Estaba claro que no tenía sentido pensar que me iba a ocultar la existencia del niño durante cinco años si aquel era un simple caso de chantaje. Pero quizás sus motivaciones fueran más sofisticadas. ¿Sería una jugada a largo plazo para conseguir más? ¿Y qué más le daba en realidad? Siempre que asumiera el control de la situación daba igual cuál fuera su motivación, porque la mía prevalecería.
–No lo sé –contesté–. No esperaba enterarme hoy de que tengo un hijo de cuatro años.
«Nunca descubras tu jugada hasta que estés preparado para enseñar las cartas».
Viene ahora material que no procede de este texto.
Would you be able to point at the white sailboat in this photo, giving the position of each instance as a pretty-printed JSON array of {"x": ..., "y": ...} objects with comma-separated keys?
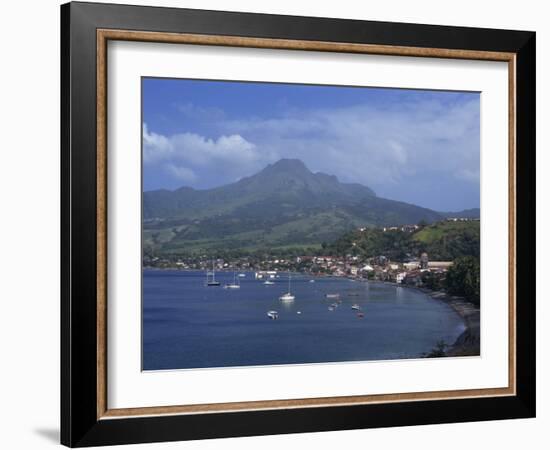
[
  {"x": 235, "y": 284},
  {"x": 288, "y": 297},
  {"x": 211, "y": 277}
]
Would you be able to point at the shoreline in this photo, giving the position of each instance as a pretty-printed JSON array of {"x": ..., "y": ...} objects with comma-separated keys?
[{"x": 468, "y": 342}]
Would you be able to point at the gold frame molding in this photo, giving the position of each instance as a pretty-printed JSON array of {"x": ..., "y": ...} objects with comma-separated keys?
[{"x": 103, "y": 36}]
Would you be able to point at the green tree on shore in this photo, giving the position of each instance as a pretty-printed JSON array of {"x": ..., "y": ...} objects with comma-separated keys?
[{"x": 463, "y": 278}]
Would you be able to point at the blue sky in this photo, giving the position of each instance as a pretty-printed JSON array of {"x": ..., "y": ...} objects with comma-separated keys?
[{"x": 417, "y": 146}]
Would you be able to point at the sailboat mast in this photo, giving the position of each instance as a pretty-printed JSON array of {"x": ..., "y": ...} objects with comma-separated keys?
[{"x": 289, "y": 281}]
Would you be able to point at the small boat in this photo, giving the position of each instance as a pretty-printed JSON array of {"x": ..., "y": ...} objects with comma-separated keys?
[
  {"x": 288, "y": 297},
  {"x": 233, "y": 285},
  {"x": 211, "y": 277}
]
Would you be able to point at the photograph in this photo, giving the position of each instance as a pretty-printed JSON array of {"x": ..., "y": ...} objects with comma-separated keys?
[{"x": 289, "y": 224}]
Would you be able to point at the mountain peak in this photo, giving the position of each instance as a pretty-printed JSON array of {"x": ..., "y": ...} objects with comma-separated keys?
[{"x": 288, "y": 165}]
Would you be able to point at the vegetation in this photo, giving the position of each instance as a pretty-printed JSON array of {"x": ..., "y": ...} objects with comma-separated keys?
[
  {"x": 463, "y": 278},
  {"x": 444, "y": 241},
  {"x": 283, "y": 205}
]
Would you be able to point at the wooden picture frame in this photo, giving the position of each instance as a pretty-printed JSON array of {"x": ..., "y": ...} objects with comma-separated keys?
[{"x": 86, "y": 418}]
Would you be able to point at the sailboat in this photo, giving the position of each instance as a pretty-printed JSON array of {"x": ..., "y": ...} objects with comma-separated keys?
[
  {"x": 288, "y": 297},
  {"x": 211, "y": 281},
  {"x": 233, "y": 285}
]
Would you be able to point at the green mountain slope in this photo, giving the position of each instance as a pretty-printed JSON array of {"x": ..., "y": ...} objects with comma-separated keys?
[
  {"x": 284, "y": 204},
  {"x": 445, "y": 240}
]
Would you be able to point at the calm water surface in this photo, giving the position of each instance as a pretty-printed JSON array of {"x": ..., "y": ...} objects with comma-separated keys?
[{"x": 189, "y": 325}]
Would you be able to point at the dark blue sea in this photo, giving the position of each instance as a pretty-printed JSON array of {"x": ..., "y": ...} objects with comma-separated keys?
[{"x": 188, "y": 325}]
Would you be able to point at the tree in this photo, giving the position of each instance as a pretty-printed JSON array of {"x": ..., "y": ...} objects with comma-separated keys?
[{"x": 463, "y": 278}]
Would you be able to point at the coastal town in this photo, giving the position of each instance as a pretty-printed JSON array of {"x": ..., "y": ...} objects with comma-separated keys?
[{"x": 416, "y": 270}]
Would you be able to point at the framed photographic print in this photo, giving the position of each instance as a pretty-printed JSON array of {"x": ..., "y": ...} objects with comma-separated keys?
[{"x": 277, "y": 224}]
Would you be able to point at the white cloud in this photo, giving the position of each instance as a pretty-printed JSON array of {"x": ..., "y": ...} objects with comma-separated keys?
[
  {"x": 376, "y": 145},
  {"x": 373, "y": 145},
  {"x": 183, "y": 156},
  {"x": 181, "y": 173}
]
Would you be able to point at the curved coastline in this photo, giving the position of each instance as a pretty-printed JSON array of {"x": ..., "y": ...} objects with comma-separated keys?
[{"x": 468, "y": 343}]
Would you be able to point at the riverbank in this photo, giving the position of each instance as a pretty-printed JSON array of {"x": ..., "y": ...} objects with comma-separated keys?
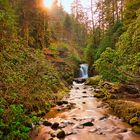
[
  {"x": 82, "y": 117},
  {"x": 123, "y": 99}
]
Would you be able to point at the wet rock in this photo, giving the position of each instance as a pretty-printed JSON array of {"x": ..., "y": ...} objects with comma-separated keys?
[
  {"x": 94, "y": 130},
  {"x": 49, "y": 139},
  {"x": 128, "y": 88},
  {"x": 77, "y": 88},
  {"x": 134, "y": 120},
  {"x": 61, "y": 134},
  {"x": 63, "y": 125},
  {"x": 123, "y": 130},
  {"x": 69, "y": 133},
  {"x": 59, "y": 103},
  {"x": 47, "y": 123},
  {"x": 104, "y": 117},
  {"x": 78, "y": 126},
  {"x": 88, "y": 124},
  {"x": 83, "y": 102},
  {"x": 85, "y": 96},
  {"x": 65, "y": 102},
  {"x": 118, "y": 137},
  {"x": 136, "y": 129},
  {"x": 97, "y": 90},
  {"x": 55, "y": 125}
]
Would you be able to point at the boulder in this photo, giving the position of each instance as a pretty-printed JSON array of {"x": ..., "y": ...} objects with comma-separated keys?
[
  {"x": 55, "y": 125},
  {"x": 47, "y": 123},
  {"x": 61, "y": 134}
]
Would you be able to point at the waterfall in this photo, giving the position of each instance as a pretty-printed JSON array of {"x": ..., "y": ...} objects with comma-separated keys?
[{"x": 84, "y": 71}]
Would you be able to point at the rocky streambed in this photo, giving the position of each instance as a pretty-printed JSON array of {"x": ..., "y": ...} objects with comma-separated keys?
[{"x": 82, "y": 117}]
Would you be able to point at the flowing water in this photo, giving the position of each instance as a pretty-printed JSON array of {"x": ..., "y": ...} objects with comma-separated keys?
[
  {"x": 88, "y": 109},
  {"x": 84, "y": 71}
]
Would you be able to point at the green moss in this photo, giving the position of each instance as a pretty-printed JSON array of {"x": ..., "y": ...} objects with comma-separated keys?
[
  {"x": 134, "y": 120},
  {"x": 136, "y": 129},
  {"x": 125, "y": 109},
  {"x": 93, "y": 80}
]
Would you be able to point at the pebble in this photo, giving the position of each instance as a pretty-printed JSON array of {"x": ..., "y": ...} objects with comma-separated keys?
[
  {"x": 61, "y": 134},
  {"x": 55, "y": 125}
]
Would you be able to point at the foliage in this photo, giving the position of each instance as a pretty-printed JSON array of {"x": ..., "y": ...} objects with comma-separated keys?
[
  {"x": 107, "y": 65},
  {"x": 110, "y": 38}
]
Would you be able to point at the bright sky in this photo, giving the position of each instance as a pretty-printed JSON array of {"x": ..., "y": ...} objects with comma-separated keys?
[{"x": 66, "y": 3}]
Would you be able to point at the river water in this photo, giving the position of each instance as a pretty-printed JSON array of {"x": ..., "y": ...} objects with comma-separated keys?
[{"x": 88, "y": 109}]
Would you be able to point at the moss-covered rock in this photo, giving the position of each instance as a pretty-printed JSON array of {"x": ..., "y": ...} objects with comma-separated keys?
[
  {"x": 94, "y": 80},
  {"x": 134, "y": 120},
  {"x": 125, "y": 109},
  {"x": 136, "y": 129}
]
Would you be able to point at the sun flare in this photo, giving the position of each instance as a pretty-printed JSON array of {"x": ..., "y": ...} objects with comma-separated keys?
[{"x": 47, "y": 3}]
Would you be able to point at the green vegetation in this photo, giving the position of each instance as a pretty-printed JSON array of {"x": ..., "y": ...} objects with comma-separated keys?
[{"x": 36, "y": 66}]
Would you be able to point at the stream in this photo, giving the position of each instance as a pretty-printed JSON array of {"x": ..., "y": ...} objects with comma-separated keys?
[{"x": 85, "y": 118}]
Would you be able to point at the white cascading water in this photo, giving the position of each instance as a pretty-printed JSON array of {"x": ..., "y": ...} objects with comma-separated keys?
[{"x": 84, "y": 71}]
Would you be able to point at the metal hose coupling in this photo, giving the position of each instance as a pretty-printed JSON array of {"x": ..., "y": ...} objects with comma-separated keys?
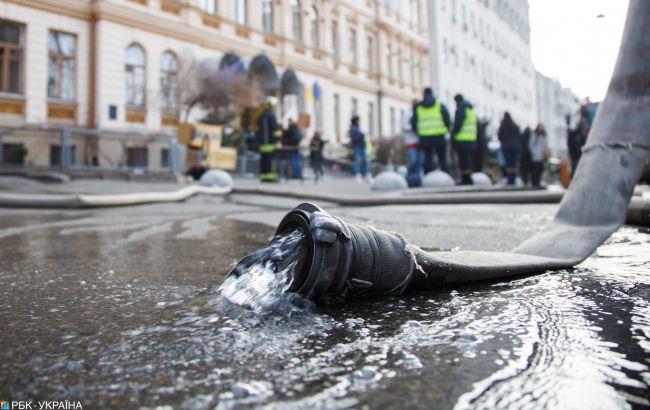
[{"x": 346, "y": 259}]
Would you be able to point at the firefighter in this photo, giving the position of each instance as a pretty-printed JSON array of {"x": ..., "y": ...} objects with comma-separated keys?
[
  {"x": 268, "y": 136},
  {"x": 430, "y": 122},
  {"x": 464, "y": 137}
]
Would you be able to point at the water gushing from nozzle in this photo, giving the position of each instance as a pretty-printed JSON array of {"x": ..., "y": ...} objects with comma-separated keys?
[{"x": 262, "y": 279}]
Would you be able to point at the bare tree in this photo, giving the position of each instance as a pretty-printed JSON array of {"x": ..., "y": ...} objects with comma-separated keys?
[{"x": 225, "y": 91}]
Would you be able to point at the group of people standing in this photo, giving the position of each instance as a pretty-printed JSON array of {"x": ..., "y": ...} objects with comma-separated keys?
[
  {"x": 425, "y": 133},
  {"x": 279, "y": 149},
  {"x": 524, "y": 152}
]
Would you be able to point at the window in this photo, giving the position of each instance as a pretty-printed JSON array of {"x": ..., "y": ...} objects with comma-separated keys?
[
  {"x": 296, "y": 19},
  {"x": 371, "y": 119},
  {"x": 389, "y": 60},
  {"x": 445, "y": 50},
  {"x": 313, "y": 24},
  {"x": 11, "y": 57},
  {"x": 164, "y": 158},
  {"x": 399, "y": 64},
  {"x": 337, "y": 115},
  {"x": 473, "y": 24},
  {"x": 135, "y": 76},
  {"x": 453, "y": 11},
  {"x": 335, "y": 40},
  {"x": 137, "y": 157},
  {"x": 464, "y": 16},
  {"x": 61, "y": 66},
  {"x": 55, "y": 155},
  {"x": 209, "y": 6},
  {"x": 267, "y": 16},
  {"x": 415, "y": 11},
  {"x": 169, "y": 82},
  {"x": 353, "y": 47},
  {"x": 240, "y": 12},
  {"x": 371, "y": 54}
]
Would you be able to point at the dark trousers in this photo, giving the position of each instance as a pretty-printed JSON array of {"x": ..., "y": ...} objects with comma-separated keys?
[
  {"x": 267, "y": 167},
  {"x": 574, "y": 164},
  {"x": 466, "y": 163},
  {"x": 525, "y": 168},
  {"x": 438, "y": 144},
  {"x": 317, "y": 165},
  {"x": 511, "y": 156},
  {"x": 536, "y": 174}
]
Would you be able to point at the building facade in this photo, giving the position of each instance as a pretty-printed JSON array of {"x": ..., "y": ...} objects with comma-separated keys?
[
  {"x": 557, "y": 110},
  {"x": 115, "y": 68},
  {"x": 481, "y": 49}
]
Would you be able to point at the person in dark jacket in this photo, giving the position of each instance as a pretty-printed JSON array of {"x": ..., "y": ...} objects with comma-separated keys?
[
  {"x": 525, "y": 162},
  {"x": 316, "y": 154},
  {"x": 268, "y": 135},
  {"x": 291, "y": 145},
  {"x": 464, "y": 136},
  {"x": 431, "y": 122},
  {"x": 511, "y": 145},
  {"x": 481, "y": 145},
  {"x": 358, "y": 139},
  {"x": 538, "y": 147},
  {"x": 578, "y": 138}
]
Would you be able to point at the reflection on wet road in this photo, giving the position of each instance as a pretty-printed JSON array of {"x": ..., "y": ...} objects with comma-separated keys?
[{"x": 115, "y": 312}]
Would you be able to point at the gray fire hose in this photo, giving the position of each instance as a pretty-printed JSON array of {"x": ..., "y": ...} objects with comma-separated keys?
[
  {"x": 93, "y": 201},
  {"x": 348, "y": 259}
]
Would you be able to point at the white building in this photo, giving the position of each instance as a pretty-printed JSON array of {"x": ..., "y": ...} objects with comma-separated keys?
[
  {"x": 113, "y": 67},
  {"x": 481, "y": 49},
  {"x": 557, "y": 110}
]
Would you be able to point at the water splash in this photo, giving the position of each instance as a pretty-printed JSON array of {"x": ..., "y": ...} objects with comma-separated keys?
[{"x": 262, "y": 279}]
–Cuando tenga la información, me pondré en contacto contigo.
Fuera cual fuese el resultado de la prueba, tenía la intención de reclamar al niño como Galanti, y castigarla a ella por no haberme hablado de la existencia del niño mucho antes. Además, haría que la investigaran a fondo.
¿Se estaría acostando con Renzo?
La pregunta se me formuló cuando algo completamente desconocido, visceral e indiscriminado medró en mi interior hasta el punto de que tuve que apretar los puños para contener el deseo de sujetarle las mejillas y apoderarme de aquellos labios carnosos, hundir la lengua hasta el fondo de su boca y que ella se aferrase a mí como hizo entonces, justo antes de que yo la penetrase…
Me guardé las manos en los bolsillos de los vaqueros, sorprendido por la dirección que habían tomado mis pensamientos.
Dios, necesitaba echar una cana al aire. La impresión de ver al niño, de volver a verla a ella, había surtido un efecto impredecible no solo en mi equilibrio emocional, sino en mi libido. Además, llevaba un tiempo monacal al que no estaba acostumbrado.
–Entiendo –dijo ella.
«No, no lo entiendes, pero lo harás».
–Adiós, Alexi –dijo–. Lo siento… siento no haberte hablado antes de Cai. No ha estado bien. Llámame cuando estés preparado.
Y la vi desaparecer en la zona reservada a los pilotos, seguramente para recoger su mono. Yo salí al exterior y me dirigí al aparcamiento.
«Tienes que controlarte, saber exactamente lo que tienes entre manos antes de proceder», me iba diciendo, pero un millar de emociones encontradas me ardían en el estómago: dolor, añoranza, deseo, ira, confusión.
La mano me temblaba al accionar el mando a distancia del coche y cuando ya me alejaba del circuito, supe que toda mi vida había cambiado en el espacio de una tarde. Había estado huyendo de mí mismo durante cinco años, de mis pecados contra Remy, y en aquel momento, la verdad de lo que había hecho, de lo que los dos le habíamos hecho, me había avasallado en forma de un bullicioso niño y una mujer a la que nunca había podido olvidar a diferencia de otras, incluida mi propia madre, por mucho que lo había intentado.